In this notebook, we demonstrate how to fit a simple linear
regression model in R and perform the necessary assumption checks. We
will use the built-in mtcars dataset.
# Load necessary libraries and data
library(ggplot2)
## Warning: package 'ggplot2' was built under R version 4.4.1
data(mtcars)
# Show the first few rows of the dataset
head(mtcars)
We will model mpg (miles per gallon) as a function of
wt (weight of the car).
# Fit the model
model <- lm(mpg ~ wt, data = mtcars)
# Summary of the model
summary(model)
##
## Call:
## lm(formula = mpg ~ wt, data = mtcars)
##
## Residuals:
## Min 1Q Median 3Q Max
## -4.5432 -2.3647 -0.1252 1.4096 6.8727
##
## Coefficients:
## Estimate Std. Error t value Pr(>|t|)
## (Intercept) 37.2851 1.8776 19.858 < 2e-16 ***
## wt -5.3445 0.5591 -9.559 1.29e-10 ***
## ---
## Signif. codes: 0 '***' 0.001 '**' 0.01 '*' 0.05 '.' 0.1 ' ' 1
##
## Residual standard error: 3.046 on 30 degrees of freedom
## Multiple R-squared: 0.7528, Adjusted R-squared: 0.7446
## F-statistic: 91.38 on 1 and 30 DF, p-value: 1.294e-10
We check the linearity assumption by plotting the residuals vs. the fitted values.

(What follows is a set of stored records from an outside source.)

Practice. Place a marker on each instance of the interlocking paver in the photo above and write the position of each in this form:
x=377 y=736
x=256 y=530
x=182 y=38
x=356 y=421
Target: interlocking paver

# Plot residuals vs. fitted values
ggplot(data = model, aes(x = .fitted, y = .resid)) +
geom_point() +
geom_smooth(method = "loess", col = "red") +
labs(title = "Residuals vs Fitted", x = "Fitted values", y = "Residuals")
## `geom_smooth()` using formula = 'y ~ x'
We can check the normality of residuals using a Q-Q plot and a Shapiro-Wilk test.
# Q-Q plot
qqnorm(residuals(model))
qqline(residuals(model), col = "red")
# Shapiro-Wilk test
shapiro.test(residuals(model))
##
## Shapiro-Wilk normality test
##
## data: residuals(model)
## W = 0.94508, p-value = 0.1044
Homoscedasticity means that the residuals should have constant variance. We check this by plotting the residuals against the fitted values.
# Residuals vs fitted values plot (again checks homoscedasticity)
plot(model, which = 3)
We can check for independence of residuals using the Durbin-Watson test.
# Install the package if necessary
# install.packages("lmtest")
library(lmtest)
## Warning: package 'lmtest' was built under R version 4.4.1
## Loading required package: zoo
## Warning: package 'zoo' was built under R version 4.4.1
##
## Attaching package: 'zoo'
## The following objects are masked from 'package:base':
##
## as.Date, as.Date.numeric
# Perform Durbin-Watson test
dwtest(model)
##
## Durbin-Watson test
##
## data: model
## DW = 1.2517, p-value = 0.0102
## alternative hypothesis: true autocorrelation is greater than 0
We have successfully fitted a simple linear regression model and performed basic assumption checks, ensuring the validity of the model. This workflow can be easily reproduced and adapted to other datasets.